Fast-forward a couple of years and Danielle is in the middle of earning two master’s degrees. Crediting her father for her involvement in technology at a very young age, Danielle stated she has always had an interest in computers.

“Growing up I’d spend my summer vacations with my father, a retired computer programmer with the WRAMC, and before he would allow me to go outside and play, he made me get on the computer and open his Word Perfect tutorial book,” explained Danielle. “I’d sit there for hours practicing many tutorials. We live in a technology-based world in which our infrastructure is threatened and needs protection. We’re more vulnerable to threats, and I want to make a difference in our world and in our society by learning about various aspects and strategies to detect threats and protect cyber assets.”

I asked Danielle how she manages it all. Danielle attributes 10 specific philosophies to “staying sane” while juggling three children, a full-time job and schoolwork:

- Accept parental responsibility. It really bothers me how many parents simply do not want to accept this.

- Learn to fight loneliness: Reading, enjoying the outdoors and talking with friends and loved ones really help.

- Take it day-by-day. My mother loves telling me, “Rome wasn’t built in one day.”

- Learn to accept help: Accepting help is not a sign of weakness; it’s a sign of love, responsibility and sacrifice--for my children.

- Say “Take a hike”: Negative people in your life will be critical and judgmental. I don’t tolerate it, and have learned to simply say: take a hike.

- Establish a support system: Family and close friends makeup my support system, which allows me to have peace of mind when they have to make decisions in my absence, due to school and working long work days.

- Believe in yourself and set an example: For me, it was finishing college; in 2013 I graduated from the University of Phoenix with a bachelor’s in health administration. I funded my own education, stayed up late at night doing homework and still got up to go to work. I was determined to finish and accomplish my goal. I have to believe in myself. My children are a reflection of me and I want them to have a better life than my own. My children have to see, through my emotions, words and actions, that they can accomplish anything they put their minds to. They only have to believe they can do it.

- Pass down love, morals and values: Each and every day I tell my children I am proud of them and I love them. As a single parent, it’s critical to tell your children this; some children may feel as if the absence of the other parent is their fault. Giving them love and instilling them with morals and values will allow them to grow up and become adults who accept responsibility and make healthy decisions for themselves.

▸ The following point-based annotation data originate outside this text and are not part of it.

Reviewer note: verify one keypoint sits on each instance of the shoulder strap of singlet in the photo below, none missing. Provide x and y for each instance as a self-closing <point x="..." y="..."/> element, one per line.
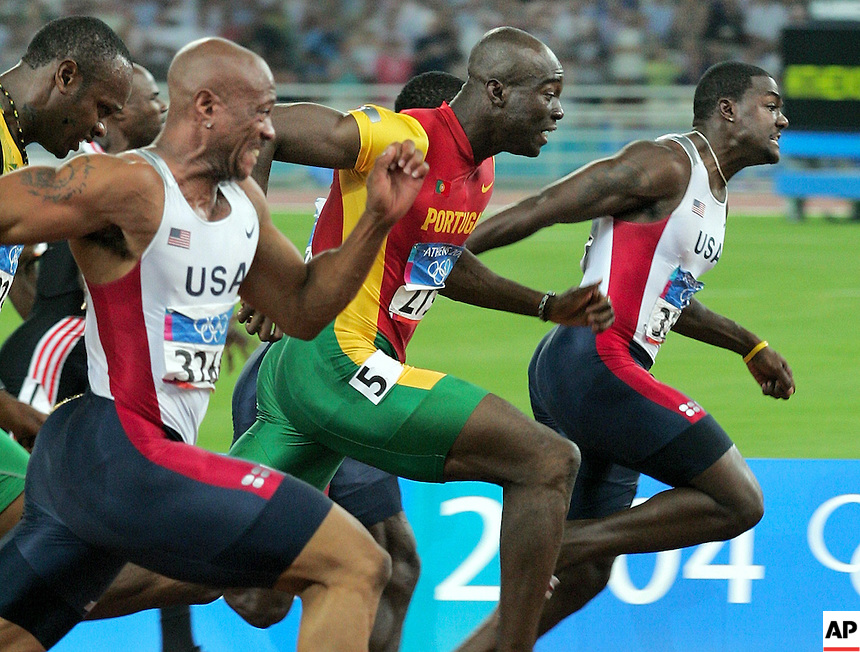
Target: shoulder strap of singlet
<point x="688" y="146"/>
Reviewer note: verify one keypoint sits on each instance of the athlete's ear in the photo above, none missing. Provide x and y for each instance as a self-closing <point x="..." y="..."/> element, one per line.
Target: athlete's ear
<point x="67" y="76"/>
<point x="727" y="109"/>
<point x="497" y="92"/>
<point x="204" y="103"/>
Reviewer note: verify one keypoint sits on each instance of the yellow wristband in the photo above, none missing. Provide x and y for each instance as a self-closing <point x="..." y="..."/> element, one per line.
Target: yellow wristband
<point x="754" y="352"/>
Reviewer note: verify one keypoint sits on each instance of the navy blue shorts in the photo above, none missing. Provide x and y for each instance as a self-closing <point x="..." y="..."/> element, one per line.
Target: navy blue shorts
<point x="597" y="391"/>
<point x="97" y="497"/>
<point x="369" y="494"/>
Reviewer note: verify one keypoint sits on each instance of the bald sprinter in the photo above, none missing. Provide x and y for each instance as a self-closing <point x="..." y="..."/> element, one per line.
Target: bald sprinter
<point x="167" y="239"/>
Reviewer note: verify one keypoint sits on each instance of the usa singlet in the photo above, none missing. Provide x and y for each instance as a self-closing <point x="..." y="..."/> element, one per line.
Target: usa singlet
<point x="676" y="251"/>
<point x="12" y="160"/>
<point x="161" y="329"/>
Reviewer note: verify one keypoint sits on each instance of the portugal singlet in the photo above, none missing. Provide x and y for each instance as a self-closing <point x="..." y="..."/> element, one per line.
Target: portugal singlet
<point x="424" y="245"/>
<point x="12" y="160"/>
<point x="155" y="336"/>
<point x="676" y="251"/>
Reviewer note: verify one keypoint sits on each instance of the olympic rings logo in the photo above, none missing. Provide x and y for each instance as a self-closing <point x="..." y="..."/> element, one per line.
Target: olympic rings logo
<point x="212" y="329"/>
<point x="439" y="270"/>
<point x="815" y="537"/>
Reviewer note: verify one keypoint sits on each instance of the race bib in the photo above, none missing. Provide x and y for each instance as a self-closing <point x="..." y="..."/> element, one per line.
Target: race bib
<point x="429" y="265"/>
<point x="8" y="266"/>
<point x="426" y="270"/>
<point x="676" y="296"/>
<point x="194" y="339"/>
<point x="377" y="376"/>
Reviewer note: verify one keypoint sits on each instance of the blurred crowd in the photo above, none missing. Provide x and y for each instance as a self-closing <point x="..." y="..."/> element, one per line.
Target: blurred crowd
<point x="655" y="42"/>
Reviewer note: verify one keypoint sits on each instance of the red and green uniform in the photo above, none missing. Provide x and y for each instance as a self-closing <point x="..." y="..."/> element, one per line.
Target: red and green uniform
<point x="349" y="392"/>
<point x="13" y="458"/>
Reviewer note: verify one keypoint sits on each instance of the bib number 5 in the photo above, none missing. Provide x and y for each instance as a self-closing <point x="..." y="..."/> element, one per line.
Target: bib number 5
<point x="376" y="377"/>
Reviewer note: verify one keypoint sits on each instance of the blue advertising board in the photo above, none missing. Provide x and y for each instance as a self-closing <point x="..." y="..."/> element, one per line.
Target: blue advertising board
<point x="766" y="590"/>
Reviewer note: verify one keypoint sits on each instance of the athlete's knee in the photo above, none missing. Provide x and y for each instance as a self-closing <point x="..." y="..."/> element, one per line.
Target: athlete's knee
<point x="260" y="608"/>
<point x="405" y="562"/>
<point x="747" y="511"/>
<point x="579" y="583"/>
<point x="558" y="459"/>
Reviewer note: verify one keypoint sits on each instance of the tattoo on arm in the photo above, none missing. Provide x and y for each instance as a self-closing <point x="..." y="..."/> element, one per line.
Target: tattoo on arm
<point x="57" y="186"/>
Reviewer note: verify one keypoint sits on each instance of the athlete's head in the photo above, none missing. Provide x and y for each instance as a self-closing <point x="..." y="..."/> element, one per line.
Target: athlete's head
<point x="140" y="120"/>
<point x="221" y="96"/>
<point x="744" y="102"/>
<point x="729" y="79"/>
<point x="428" y="90"/>
<point x="80" y="73"/>
<point x="518" y="81"/>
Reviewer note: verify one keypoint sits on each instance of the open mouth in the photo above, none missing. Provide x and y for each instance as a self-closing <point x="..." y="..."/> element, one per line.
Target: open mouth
<point x="545" y="133"/>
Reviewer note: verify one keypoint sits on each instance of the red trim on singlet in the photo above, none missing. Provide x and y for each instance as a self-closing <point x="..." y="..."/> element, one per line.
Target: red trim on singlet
<point x="633" y="247"/>
<point x="62" y="345"/>
<point x="332" y="236"/>
<point x="122" y="332"/>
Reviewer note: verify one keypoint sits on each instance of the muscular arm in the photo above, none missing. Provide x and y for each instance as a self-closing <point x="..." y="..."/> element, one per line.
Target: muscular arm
<point x="768" y="367"/>
<point x="86" y="194"/>
<point x="309" y="134"/>
<point x="472" y="282"/>
<point x="303" y="298"/>
<point x="643" y="182"/>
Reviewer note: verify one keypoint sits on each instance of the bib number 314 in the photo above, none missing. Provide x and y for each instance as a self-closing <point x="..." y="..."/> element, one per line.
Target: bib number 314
<point x="376" y="377"/>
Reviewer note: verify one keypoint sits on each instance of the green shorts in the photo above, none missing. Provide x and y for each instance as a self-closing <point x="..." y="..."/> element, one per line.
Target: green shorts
<point x="13" y="468"/>
<point x="310" y="416"/>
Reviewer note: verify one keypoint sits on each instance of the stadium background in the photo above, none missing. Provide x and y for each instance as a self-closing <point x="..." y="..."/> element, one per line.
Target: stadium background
<point x="795" y="281"/>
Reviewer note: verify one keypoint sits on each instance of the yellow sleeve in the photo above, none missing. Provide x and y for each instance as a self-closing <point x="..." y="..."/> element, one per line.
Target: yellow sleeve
<point x="379" y="127"/>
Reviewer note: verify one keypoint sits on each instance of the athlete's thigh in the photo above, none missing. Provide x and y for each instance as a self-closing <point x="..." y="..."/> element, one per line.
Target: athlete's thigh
<point x="369" y="494"/>
<point x="13" y="469"/>
<point x="168" y="506"/>
<point x="50" y="577"/>
<point x="395" y="417"/>
<point x="615" y="410"/>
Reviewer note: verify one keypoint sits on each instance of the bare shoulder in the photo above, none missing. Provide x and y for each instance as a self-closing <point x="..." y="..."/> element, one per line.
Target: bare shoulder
<point x="664" y="156"/>
<point x="257" y="197"/>
<point x="652" y="168"/>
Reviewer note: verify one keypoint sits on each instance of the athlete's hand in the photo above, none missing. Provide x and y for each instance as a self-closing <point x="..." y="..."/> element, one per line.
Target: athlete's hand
<point x="581" y="306"/>
<point x="395" y="180"/>
<point x="236" y="345"/>
<point x="772" y="373"/>
<point x="21" y="419"/>
<point x="256" y="323"/>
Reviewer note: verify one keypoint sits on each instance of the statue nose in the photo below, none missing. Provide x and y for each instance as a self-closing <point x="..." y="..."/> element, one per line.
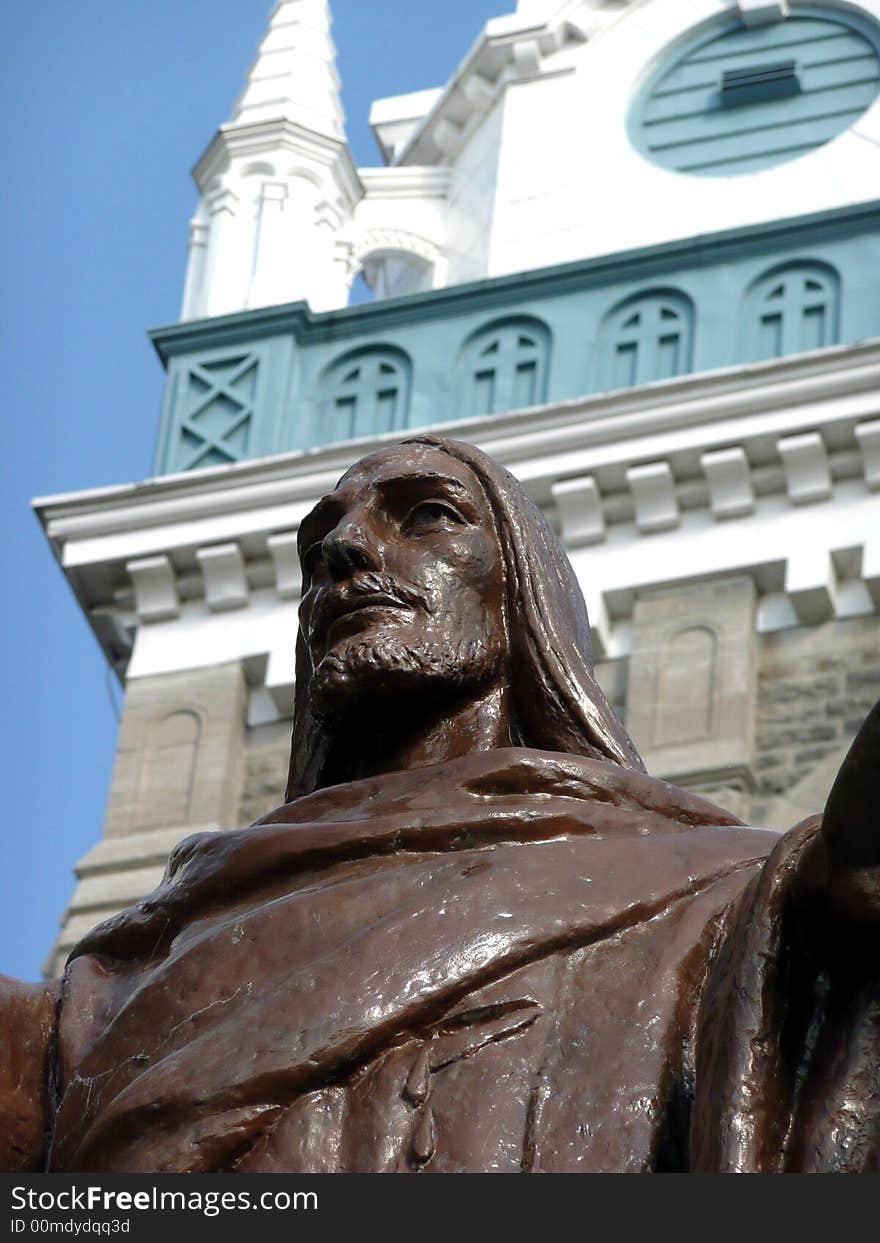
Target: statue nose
<point x="347" y="550"/>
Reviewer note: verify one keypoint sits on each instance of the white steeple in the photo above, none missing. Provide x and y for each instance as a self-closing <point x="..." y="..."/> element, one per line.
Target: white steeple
<point x="293" y="75"/>
<point x="277" y="182"/>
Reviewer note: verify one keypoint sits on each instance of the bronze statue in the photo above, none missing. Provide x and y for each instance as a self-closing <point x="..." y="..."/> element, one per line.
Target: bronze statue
<point x="476" y="936"/>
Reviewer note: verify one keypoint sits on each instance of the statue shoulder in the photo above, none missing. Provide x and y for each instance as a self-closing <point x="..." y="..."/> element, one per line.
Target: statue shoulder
<point x="27" y="1012"/>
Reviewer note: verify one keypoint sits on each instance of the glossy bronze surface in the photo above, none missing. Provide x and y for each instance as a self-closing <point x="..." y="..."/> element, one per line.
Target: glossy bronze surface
<point x="476" y="936"/>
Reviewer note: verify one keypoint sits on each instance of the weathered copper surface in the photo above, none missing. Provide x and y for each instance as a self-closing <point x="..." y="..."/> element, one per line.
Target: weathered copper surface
<point x="477" y="936"/>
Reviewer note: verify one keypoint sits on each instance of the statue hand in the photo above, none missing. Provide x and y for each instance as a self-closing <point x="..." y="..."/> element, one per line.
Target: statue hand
<point x="844" y="859"/>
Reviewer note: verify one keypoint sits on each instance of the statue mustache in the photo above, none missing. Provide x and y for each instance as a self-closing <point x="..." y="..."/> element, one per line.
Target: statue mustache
<point x="359" y="592"/>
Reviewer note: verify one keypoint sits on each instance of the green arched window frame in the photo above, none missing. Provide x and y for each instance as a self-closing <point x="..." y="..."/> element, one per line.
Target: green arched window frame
<point x="792" y="308"/>
<point x="366" y="392"/>
<point x="504" y="366"/>
<point x="644" y="338"/>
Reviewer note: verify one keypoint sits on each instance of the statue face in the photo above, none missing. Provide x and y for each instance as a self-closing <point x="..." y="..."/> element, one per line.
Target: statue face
<point x="404" y="581"/>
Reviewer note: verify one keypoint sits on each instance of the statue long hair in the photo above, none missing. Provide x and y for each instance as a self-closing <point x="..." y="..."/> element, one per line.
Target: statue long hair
<point x="557" y="702"/>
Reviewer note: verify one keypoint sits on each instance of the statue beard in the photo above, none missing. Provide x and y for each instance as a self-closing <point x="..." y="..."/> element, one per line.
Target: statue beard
<point x="367" y="670"/>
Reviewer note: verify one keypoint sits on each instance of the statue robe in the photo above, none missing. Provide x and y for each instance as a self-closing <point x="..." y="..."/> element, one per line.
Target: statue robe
<point x="517" y="961"/>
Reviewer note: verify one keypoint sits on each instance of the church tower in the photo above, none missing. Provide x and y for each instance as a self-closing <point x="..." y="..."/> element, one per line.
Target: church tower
<point x="277" y="183"/>
<point x="628" y="249"/>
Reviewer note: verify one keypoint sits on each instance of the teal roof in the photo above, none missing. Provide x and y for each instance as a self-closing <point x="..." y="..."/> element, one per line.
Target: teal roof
<point x="286" y="378"/>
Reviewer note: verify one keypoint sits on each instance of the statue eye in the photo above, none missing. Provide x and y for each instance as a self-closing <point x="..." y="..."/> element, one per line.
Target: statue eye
<point x="433" y="513"/>
<point x="312" y="558"/>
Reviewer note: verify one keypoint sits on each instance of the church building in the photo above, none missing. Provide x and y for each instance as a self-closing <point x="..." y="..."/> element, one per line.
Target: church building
<point x="630" y="249"/>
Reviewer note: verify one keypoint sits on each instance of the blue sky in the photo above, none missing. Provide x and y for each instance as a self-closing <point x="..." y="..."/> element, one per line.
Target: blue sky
<point x="107" y="106"/>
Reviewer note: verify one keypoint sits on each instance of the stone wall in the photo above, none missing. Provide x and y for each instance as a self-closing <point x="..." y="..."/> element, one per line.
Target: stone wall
<point x="266" y="756"/>
<point x="815" y="686"/>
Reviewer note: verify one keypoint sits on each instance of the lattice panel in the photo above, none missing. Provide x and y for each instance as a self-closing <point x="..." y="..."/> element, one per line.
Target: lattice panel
<point x="218" y="412"/>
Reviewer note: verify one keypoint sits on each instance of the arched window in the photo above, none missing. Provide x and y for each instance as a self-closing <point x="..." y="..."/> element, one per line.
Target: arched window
<point x="366" y="393"/>
<point x="504" y="367"/>
<point x="168" y="768"/>
<point x="648" y="337"/>
<point x="792" y="308"/>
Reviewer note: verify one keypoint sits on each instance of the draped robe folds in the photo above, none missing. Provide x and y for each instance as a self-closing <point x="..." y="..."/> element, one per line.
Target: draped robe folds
<point x="513" y="961"/>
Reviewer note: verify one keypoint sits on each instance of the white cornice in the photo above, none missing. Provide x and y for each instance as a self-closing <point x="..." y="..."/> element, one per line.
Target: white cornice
<point x="731" y="465"/>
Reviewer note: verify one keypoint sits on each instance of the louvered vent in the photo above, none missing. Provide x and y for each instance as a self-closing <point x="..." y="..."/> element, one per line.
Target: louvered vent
<point x="758" y="83"/>
<point x="741" y="100"/>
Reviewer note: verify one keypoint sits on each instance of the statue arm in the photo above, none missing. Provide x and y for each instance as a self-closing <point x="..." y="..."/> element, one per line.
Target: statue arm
<point x="27" y="1024"/>
<point x="842" y="865"/>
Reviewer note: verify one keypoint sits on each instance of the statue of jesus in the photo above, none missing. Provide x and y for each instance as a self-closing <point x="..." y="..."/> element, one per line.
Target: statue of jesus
<point x="476" y="936"/>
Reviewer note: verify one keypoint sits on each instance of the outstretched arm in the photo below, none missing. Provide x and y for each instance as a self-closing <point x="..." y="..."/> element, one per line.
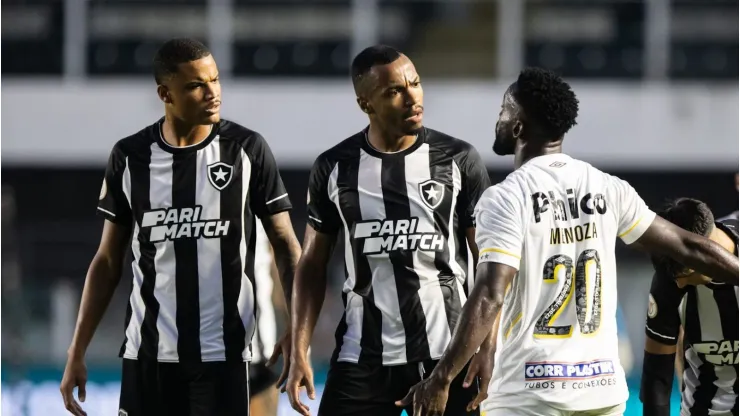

- Have a good cry: Having a good cry cleanses the soul.

- Take time for yourself: I learned to love myself and to acknowledge my health and well being are vital to my dreams coming true. Incorporating healthy eating and promoting a healthy lifestyle for my children and myself is critical. I have dreams of seeing my children graduate from high school and college, watching them get married and someday becoming a grandmother. My dreams will not be realized if I am in poor health.

While wrapping up the article I was reminded of Susan B. Anthony’s words when delivering a speech about those with whom she worked and the devotion they had to their cause. She ended her speech with these three words: “Failure is impossible.” These three words seem fitting for Danielle Cardwell’s life as well. With her proven support system, her determination to succeed and perseverance through tough times, failure is impossible.